As of Web Gateway version 7.2 functionality was added which allows the Web Gateway to pull group information out of the user's kerberos ticket (SIDs) and subsequently MWG can lookup the groups via NTLM (Windows Domain Membership). If you do not with to join the MWG to the domain, you can continue with the existing method of LDAP lookups, for which MWG will lookup the username in LDAP and extract the groups associated with that user.

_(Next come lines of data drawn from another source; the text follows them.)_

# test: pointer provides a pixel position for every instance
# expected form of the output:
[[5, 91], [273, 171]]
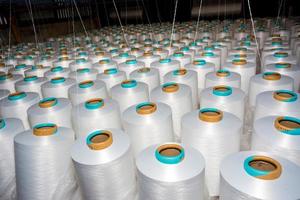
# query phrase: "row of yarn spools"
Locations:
[[98, 104], [208, 157]]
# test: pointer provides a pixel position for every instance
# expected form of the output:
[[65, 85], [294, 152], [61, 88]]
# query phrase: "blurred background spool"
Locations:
[[223, 77], [112, 77], [266, 82], [202, 68], [130, 65], [37, 70], [147, 124], [104, 64], [164, 66], [31, 84], [103, 159], [16, 105], [129, 92], [84, 74], [287, 69], [245, 69], [57, 72], [184, 59], [95, 114], [248, 57], [9, 128], [63, 62], [270, 52], [211, 58], [209, 131], [45, 61], [57, 87], [280, 57], [148, 58], [258, 175], [3, 93], [19, 69], [86, 90], [7, 81], [150, 76], [36, 179], [270, 132], [279, 102], [187, 77], [80, 63], [170, 171], [99, 55], [51, 110], [163, 53], [178, 97], [224, 98], [123, 57]]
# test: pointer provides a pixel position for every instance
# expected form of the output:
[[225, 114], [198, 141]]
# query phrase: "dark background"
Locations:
[[58, 17]]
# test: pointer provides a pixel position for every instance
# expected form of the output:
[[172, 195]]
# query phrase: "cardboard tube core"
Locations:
[[271, 76], [99, 140], [146, 108], [287, 96], [180, 72], [170, 87], [263, 167], [283, 65], [169, 153], [210, 115], [147, 54], [169, 150], [144, 70], [223, 73], [44, 129], [48, 102], [94, 103], [239, 62], [289, 125]]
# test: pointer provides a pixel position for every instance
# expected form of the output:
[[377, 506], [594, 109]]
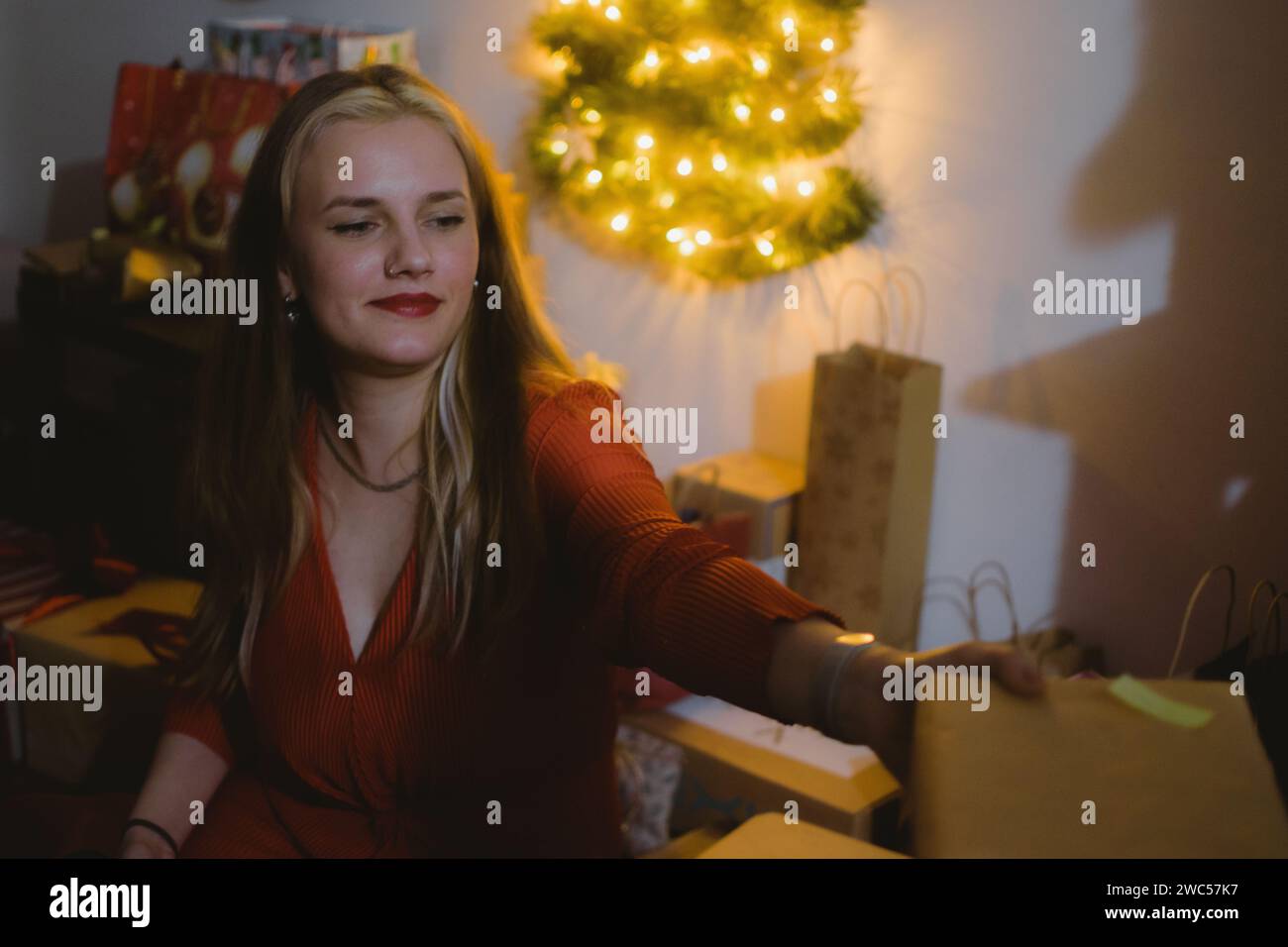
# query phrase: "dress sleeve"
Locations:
[[201, 719], [662, 594]]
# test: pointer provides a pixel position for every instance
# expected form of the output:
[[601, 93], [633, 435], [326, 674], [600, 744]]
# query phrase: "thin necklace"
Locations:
[[364, 480]]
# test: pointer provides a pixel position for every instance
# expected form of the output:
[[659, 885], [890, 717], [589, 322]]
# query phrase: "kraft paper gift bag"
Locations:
[[864, 514], [1260, 661], [1016, 780]]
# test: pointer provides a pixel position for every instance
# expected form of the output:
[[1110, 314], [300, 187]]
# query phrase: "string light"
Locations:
[[599, 146]]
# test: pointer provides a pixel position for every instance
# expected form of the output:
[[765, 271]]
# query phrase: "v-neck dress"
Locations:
[[403, 753]]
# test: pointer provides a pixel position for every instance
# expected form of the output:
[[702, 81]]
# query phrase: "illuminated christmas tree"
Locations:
[[703, 133]]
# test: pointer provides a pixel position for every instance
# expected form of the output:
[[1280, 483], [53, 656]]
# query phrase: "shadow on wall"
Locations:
[[1158, 483]]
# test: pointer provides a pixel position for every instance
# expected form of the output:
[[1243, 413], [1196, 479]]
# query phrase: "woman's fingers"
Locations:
[[1013, 668]]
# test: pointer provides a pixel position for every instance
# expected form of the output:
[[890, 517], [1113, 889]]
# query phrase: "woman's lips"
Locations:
[[408, 305]]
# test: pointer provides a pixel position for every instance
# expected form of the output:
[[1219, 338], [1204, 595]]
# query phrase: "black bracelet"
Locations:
[[156, 828]]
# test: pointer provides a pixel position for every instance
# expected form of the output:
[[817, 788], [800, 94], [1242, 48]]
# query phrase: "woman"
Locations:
[[420, 569]]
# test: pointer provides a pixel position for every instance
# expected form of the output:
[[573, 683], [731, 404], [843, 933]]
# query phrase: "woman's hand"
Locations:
[[863, 715], [143, 843]]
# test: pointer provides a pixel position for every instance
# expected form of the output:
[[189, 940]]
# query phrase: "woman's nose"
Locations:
[[408, 254]]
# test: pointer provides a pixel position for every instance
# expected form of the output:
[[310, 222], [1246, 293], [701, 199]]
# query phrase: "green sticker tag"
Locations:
[[1136, 694]]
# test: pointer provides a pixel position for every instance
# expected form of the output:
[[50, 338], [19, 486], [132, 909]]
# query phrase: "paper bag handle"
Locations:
[[1279, 628], [881, 312], [922, 598], [1189, 611], [918, 316]]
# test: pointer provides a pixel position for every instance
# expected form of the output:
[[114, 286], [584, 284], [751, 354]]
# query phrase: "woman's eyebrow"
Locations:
[[432, 197]]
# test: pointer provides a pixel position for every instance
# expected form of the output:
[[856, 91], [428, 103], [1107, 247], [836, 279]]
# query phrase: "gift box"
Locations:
[[1083, 774], [112, 746], [758, 488], [738, 764], [296, 51], [772, 836]]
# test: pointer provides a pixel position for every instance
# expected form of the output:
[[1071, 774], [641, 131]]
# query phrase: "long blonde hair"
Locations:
[[249, 500]]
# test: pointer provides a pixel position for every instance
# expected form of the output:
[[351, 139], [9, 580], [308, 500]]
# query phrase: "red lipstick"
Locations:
[[412, 305]]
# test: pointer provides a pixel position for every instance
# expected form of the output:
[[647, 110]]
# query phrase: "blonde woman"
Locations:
[[420, 570]]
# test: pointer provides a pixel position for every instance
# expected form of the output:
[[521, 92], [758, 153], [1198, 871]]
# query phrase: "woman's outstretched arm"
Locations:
[[183, 771]]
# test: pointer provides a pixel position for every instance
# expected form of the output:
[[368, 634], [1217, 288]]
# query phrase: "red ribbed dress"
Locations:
[[426, 758]]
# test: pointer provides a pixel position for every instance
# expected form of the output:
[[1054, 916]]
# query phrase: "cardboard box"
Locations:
[[771, 836], [738, 764], [1016, 781], [759, 484]]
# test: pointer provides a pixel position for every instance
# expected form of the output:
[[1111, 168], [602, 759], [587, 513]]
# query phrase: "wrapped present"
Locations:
[[179, 150], [296, 51], [745, 499], [128, 635]]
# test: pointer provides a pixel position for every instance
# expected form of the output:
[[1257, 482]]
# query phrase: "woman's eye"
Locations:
[[357, 227]]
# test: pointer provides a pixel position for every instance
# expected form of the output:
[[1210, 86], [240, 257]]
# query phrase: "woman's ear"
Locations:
[[286, 283]]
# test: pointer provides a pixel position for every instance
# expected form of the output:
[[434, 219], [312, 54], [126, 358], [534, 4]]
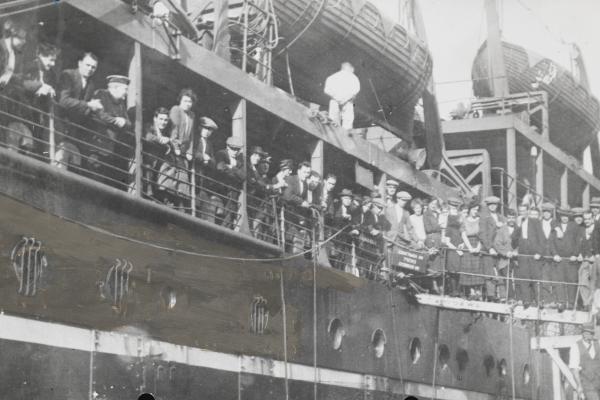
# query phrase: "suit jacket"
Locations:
[[590, 246], [198, 155], [548, 243], [184, 135], [570, 242], [533, 244], [292, 193], [231, 176], [487, 230], [504, 242], [73, 97]]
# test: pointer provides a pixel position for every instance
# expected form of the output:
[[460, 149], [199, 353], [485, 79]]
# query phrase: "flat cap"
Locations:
[[588, 327], [547, 206], [378, 202], [286, 163], [403, 196], [208, 123], [235, 142], [345, 193], [258, 150], [575, 211], [491, 200], [117, 79]]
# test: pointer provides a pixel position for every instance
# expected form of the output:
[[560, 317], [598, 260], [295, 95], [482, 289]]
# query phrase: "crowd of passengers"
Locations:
[[471, 241]]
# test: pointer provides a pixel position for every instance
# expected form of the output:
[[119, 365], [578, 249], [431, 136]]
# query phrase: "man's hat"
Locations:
[[454, 201], [286, 163], [588, 327], [565, 211], [492, 200], [235, 142], [403, 196], [117, 79], [345, 193], [548, 206], [577, 211], [258, 150], [378, 202], [208, 123]]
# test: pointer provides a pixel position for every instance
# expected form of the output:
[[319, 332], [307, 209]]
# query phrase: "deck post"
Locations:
[[238, 129], [564, 188], [511, 167], [139, 123]]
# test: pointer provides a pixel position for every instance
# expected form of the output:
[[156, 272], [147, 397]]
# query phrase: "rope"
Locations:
[[284, 316], [193, 253], [512, 357]]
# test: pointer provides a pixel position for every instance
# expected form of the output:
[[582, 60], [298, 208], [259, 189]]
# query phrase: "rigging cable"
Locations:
[[284, 317], [312, 20]]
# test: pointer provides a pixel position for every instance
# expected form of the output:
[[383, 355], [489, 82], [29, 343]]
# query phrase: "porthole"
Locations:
[[502, 367], [489, 364], [526, 375], [415, 350], [443, 356], [169, 297], [378, 343], [336, 333], [462, 359]]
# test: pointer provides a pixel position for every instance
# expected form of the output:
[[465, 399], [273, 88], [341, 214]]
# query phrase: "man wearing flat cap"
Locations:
[[489, 223], [595, 208], [584, 362], [113, 131], [232, 173], [568, 237]]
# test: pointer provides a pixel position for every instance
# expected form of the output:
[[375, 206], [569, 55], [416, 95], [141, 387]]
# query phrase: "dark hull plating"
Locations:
[[73, 216]]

Get groups with NTLM (new as of 7.2)
As of Web Gateway version 7.2 it is possible to have MWG retrieve group information via Windows Domain membership. To enable this, there are two prerequisites:
1. Web Gateway must be joined to the domain (Configuration > Windows Domain Membership).
2. Within your Kerberos engine settings, you must enable the option for "Extract group membership IDs from the ticket" and "Lookup group names via NTLM". You must set both options in order to reference groups by name, otherwise if "Lookup group names via NTLM" is unchecked, you can only use the SID of the group (which isnt very memorable).
Get groups with LDAP (skip if using NTLM)
Creating a new rule to get the user groups
In order to get the groups we must add a rule after the "Authenticate with Kerberos" rule. If the authentication is successful, then we use the property of "Authentication.GetUserGroups" to actively seek out or get the user groups. Calling the "Authentication.GetUserGroups" property essentially tells the Web Gateway to check against the specified Directory (in this case "LDAP - Vegas (AD)"). This is different from the Authentication.UserGroups, which would be filled with the group information if the Authentication type allows for group information to be passed back.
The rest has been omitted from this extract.